It should be understood that the present invention is not limited
to the illustrated implementation since various changes and
modifications may be effected herein without departing from the
scope of the appended claims.
[0144] FIG. 1 shows the control system (10) being combined with an
autonomous actuated prosthesis for amputees. It is particularly
well adapted for use with an actuated leg prosthesis for above-knee
amputees, such as the prostheses (12) shown in FIGS. 2 and 3.
Unlike conventional prostheses, these autonomous actuated
prostheses (12) are designed to supply the mechanical energy
necessary to move them by themselves. The purpose of the control
system (10) is to provide the required signals allowing to control
an actuator (14). To do so, the control system (10) is interfaced
with the amputee using artificial proprioceptors (16) to ensure
proper coordination between the amputee and the movements of the
actuated prosthesis (12). The set of artificial proprioceptors (16)
captures information, in real time, about the dynamics of the
amputee's movement and provides that information to the control
system (10). The control system (10) is then used to determine the
joint trajectories and the required force or torque that must be
applied by the actuator (14) in order to provide coordinated
movements.
[0145] FIG. 2 shows an example of an actuated leg prosthesis (12)
for an above-knee amputee. This prosthesis (12) is powered by a
linear actuator (14). The actuator (14) moves a knee member (20)

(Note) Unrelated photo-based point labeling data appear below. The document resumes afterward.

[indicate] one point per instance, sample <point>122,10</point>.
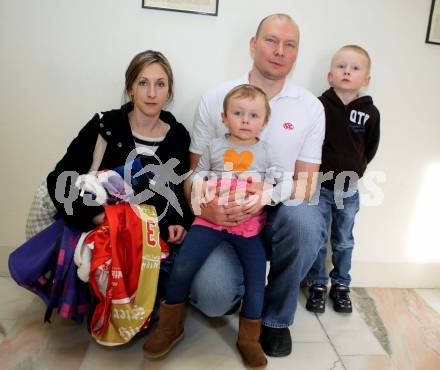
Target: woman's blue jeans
<point>339,208</point>
<point>197,247</point>
<point>292,240</point>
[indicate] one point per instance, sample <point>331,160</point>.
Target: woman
<point>143,131</point>
<point>139,124</point>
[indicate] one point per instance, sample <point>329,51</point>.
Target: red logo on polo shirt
<point>288,126</point>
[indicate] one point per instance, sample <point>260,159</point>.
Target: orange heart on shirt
<point>237,161</point>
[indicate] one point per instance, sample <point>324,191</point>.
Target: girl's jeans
<point>198,245</point>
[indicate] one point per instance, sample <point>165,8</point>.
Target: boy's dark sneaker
<point>316,299</point>
<point>340,294</point>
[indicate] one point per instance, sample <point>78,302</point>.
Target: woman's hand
<point>99,219</point>
<point>176,234</point>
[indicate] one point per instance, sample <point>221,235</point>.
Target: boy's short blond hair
<point>246,91</point>
<point>359,50</point>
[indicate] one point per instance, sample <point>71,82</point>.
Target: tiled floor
<point>389,329</point>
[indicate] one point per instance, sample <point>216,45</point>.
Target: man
<point>296,131</point>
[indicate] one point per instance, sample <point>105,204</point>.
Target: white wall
<point>61,61</point>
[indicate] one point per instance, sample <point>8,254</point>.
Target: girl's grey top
<point>223,160</point>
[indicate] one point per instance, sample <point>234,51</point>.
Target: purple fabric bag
<point>44,265</point>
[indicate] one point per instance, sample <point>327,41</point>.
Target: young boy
<point>351,141</point>
<point>230,160</point>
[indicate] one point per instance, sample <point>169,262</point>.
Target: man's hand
<point>176,234</point>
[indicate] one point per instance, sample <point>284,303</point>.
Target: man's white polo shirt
<point>295,130</point>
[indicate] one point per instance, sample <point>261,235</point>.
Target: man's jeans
<point>292,240</point>
<point>340,208</point>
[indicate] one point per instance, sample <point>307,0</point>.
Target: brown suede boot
<point>248,343</point>
<point>168,332</point>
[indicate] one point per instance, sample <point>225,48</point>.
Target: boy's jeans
<point>292,239</point>
<point>340,208</point>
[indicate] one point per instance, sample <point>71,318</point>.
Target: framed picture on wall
<point>205,7</point>
<point>433,34</point>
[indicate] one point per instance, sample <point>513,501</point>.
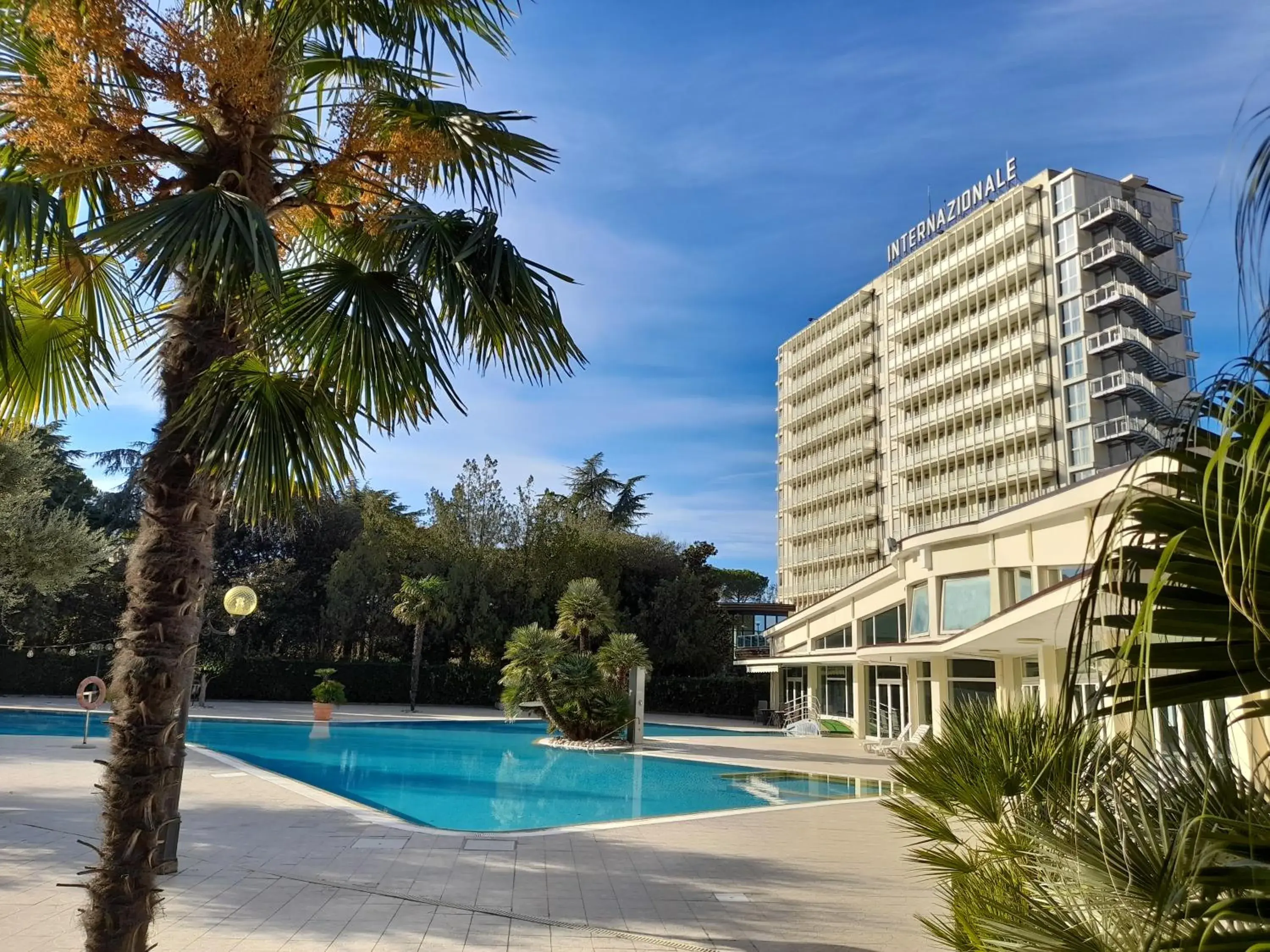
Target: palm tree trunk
<point>543,690</point>
<point>414,662</point>
<point>169,569</point>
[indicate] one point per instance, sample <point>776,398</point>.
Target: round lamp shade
<point>240,601</point>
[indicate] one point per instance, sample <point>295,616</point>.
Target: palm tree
<point>418,602</point>
<point>585,611</point>
<point>239,195</point>
<point>621,654</point>
<point>533,654</point>
<point>1066,842</point>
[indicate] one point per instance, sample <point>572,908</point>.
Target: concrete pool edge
<point>383,818</point>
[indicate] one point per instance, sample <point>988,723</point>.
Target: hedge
<point>376,683</point>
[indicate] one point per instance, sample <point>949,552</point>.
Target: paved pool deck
<point>272,866</point>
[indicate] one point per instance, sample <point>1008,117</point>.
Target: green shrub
<point>375,683</point>
<point>328,691</point>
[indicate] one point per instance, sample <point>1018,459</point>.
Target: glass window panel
<point>1065,238</point>
<point>967,601</point>
<point>972,668</point>
<point>1068,277</point>
<point>1065,197</point>
<point>1080,445</point>
<point>973,692</point>
<point>921,612</point>
<point>1074,360</point>
<point>1077,403</point>
<point>1071,316</point>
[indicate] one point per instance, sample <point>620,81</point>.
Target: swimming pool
<point>482,776</point>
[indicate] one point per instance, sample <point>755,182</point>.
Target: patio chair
<point>881,746</point>
<point>915,742</point>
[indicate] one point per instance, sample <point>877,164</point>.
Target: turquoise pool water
<point>482,776</point>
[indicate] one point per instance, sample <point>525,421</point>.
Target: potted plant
<point>327,695</point>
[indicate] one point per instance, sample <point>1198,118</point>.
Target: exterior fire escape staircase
<point>1129,341</point>
<point>1147,315</point>
<point>1141,271</point>
<point>1129,219</point>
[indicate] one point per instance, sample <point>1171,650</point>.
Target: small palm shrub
<point>583,696</point>
<point>1063,841</point>
<point>328,691</point>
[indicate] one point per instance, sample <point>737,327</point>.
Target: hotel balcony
<point>1145,273</point>
<point>1020,348</point>
<point>1128,217</point>
<point>1034,468</point>
<point>1131,429</point>
<point>856,482</point>
<point>1016,272</point>
<point>1140,389</point>
<point>865,512</point>
<point>851,546</point>
<point>841,361</point>
<point>856,421</point>
<point>971,442</point>
<point>976,404</point>
<point>1151,361</point>
<point>1151,318</point>
<point>835,396</point>
<point>914,280</point>
<point>982,323</point>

with reference to a trans-tibial member (22), both of which are
pivotally connected using a first pivot axis. More sophisticated
models may be equipped with a more complex pivot or more than one
pivot at that level.
[0146] An artificial foot (24) is provided under a bottom end of
the trans-tibial member (22). The knee member (20) comprises a
connector (25) to which a socket (26) can be attached. The socket
(26) is used to hold the sump of the amputee. The design of the
knee member (20) is such that the actuator (14) has an upper end
connected to another pivot on the knee member (20). The bottom end
of the actuator (14) is then connected to a third pivot at the
bottom end of the trans-tibial member (22). In use, the actuator
(14) is operated by activating an electrical motor therein. This
rotates, in one direction or another, a screw (28). The screw (28)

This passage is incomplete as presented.